A spokesperson for the Governor's Office would not say whether Cuomo had tried to stop this fare hike, or what had happened to the secret alternative plan that the governor was reportedly preparing to spare riders from an increase.
According to transit leaders, the MTA needs the fare increase in order to close its growing budget hole, which could necessitate service cuts, further driving down revenues as more riders flee the transit system. Last week, the MTA admitted that daily subway ridership had fallen by 5.44 million in 2018, while bus ridership had dropped by nearly 10 percent.
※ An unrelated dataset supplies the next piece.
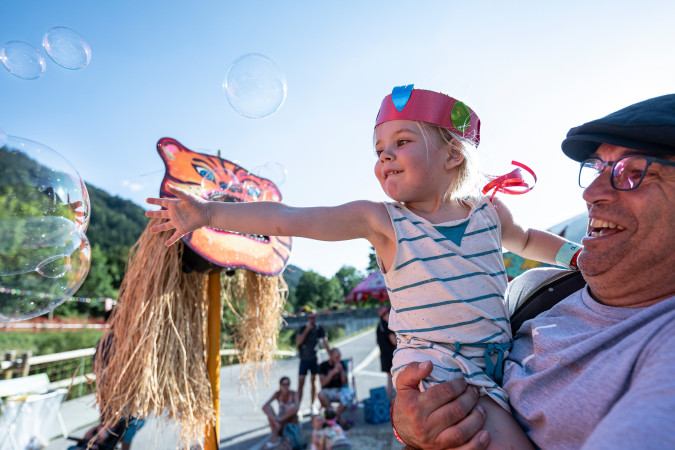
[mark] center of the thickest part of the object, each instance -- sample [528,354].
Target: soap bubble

And your MTA fare hike—Proposal... pic.twitter.com/AxWM9yHEvE
— Just your friendly neighborhood transit reporter (@s_nessen) February 27, 2019
Without today's increase, the MTA's yawning budget deficit would have grown to a $1.6 billion shortfall in 2022. But even with this new jump, the MTA still faces a $500 million operating budget deficit next year, and a shortfall of about $1 billion by 2022. Meanwhile, transit officials now place the total cost of reviving the system at roughly $60 billion.
As part of his congestion pricing announcement this week, Cuomo also unveiled a restructuring of the MTA, which he says will streamline the authority's decision-making processes.
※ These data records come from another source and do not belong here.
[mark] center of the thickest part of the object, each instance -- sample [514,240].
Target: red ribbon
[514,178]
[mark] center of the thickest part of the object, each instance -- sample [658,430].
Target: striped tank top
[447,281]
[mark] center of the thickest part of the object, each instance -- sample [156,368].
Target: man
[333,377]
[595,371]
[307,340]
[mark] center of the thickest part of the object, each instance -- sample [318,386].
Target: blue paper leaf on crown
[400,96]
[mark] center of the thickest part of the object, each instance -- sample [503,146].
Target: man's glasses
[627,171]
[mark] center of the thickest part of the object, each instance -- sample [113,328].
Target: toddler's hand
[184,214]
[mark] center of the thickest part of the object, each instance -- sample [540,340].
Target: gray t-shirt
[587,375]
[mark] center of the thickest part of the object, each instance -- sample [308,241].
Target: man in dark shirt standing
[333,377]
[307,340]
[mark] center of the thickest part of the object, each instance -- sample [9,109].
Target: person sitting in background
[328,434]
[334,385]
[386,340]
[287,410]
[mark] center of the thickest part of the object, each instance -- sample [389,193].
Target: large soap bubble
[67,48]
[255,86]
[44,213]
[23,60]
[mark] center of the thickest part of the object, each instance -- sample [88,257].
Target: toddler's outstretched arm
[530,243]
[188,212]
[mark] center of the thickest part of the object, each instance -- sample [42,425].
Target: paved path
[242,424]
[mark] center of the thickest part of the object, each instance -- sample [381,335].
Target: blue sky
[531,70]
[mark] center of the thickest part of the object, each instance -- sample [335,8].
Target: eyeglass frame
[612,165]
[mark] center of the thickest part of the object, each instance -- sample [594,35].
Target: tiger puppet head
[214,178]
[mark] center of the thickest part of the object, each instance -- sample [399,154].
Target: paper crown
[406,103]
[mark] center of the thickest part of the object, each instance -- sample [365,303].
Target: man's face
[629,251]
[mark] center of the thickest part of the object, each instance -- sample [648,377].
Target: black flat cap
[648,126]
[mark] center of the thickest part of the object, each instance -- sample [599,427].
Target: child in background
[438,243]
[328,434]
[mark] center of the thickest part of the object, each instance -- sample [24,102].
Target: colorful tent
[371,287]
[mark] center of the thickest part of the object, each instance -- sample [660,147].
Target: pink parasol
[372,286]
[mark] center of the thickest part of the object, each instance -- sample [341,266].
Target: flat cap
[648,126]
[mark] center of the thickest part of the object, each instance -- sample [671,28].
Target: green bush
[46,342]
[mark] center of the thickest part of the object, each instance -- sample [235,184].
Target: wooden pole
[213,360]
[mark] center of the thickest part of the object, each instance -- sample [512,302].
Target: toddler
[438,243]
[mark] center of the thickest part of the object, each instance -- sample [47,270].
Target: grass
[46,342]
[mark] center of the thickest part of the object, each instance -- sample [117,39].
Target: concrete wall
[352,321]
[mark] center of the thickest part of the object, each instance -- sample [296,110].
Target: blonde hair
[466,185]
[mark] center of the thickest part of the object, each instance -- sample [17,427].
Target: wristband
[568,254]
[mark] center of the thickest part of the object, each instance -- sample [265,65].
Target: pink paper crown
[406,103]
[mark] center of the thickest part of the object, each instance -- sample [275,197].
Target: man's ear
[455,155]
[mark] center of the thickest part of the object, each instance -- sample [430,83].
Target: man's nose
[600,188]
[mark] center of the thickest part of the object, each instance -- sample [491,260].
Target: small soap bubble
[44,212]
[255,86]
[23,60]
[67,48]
"It's a 1960-style holding company with a 1960-sytle mentality," Cuomo told Lehrer. "We have to consolidate the functions at the MTA. Bring in a different culture. Make the Board functional and operational so we know that we're getting efficiency from the riders' fare."
While the reaction among transit advocates has been mixed, the good government group Reinvent Albany said they were concerned that the plan appeared to sideline New York City Transit Authority President Andy Byford, while allowing the governor to exercise even more power over the authority. They also accused the governor of releasing the plan as "another distraction" from his unmet 2015 pledge to give the MTA $8.3 billion—only $1 billion of which has been allocated so far.
"This is not the time to make major changes to redistribute power over the MTA’s governance structure, as there are too many stakeholders at risk," the group said. "The MTA’s biggest organizational problem is the Governor’s endless political meddling and sidelining of the MTA and NYC Transit professional staff."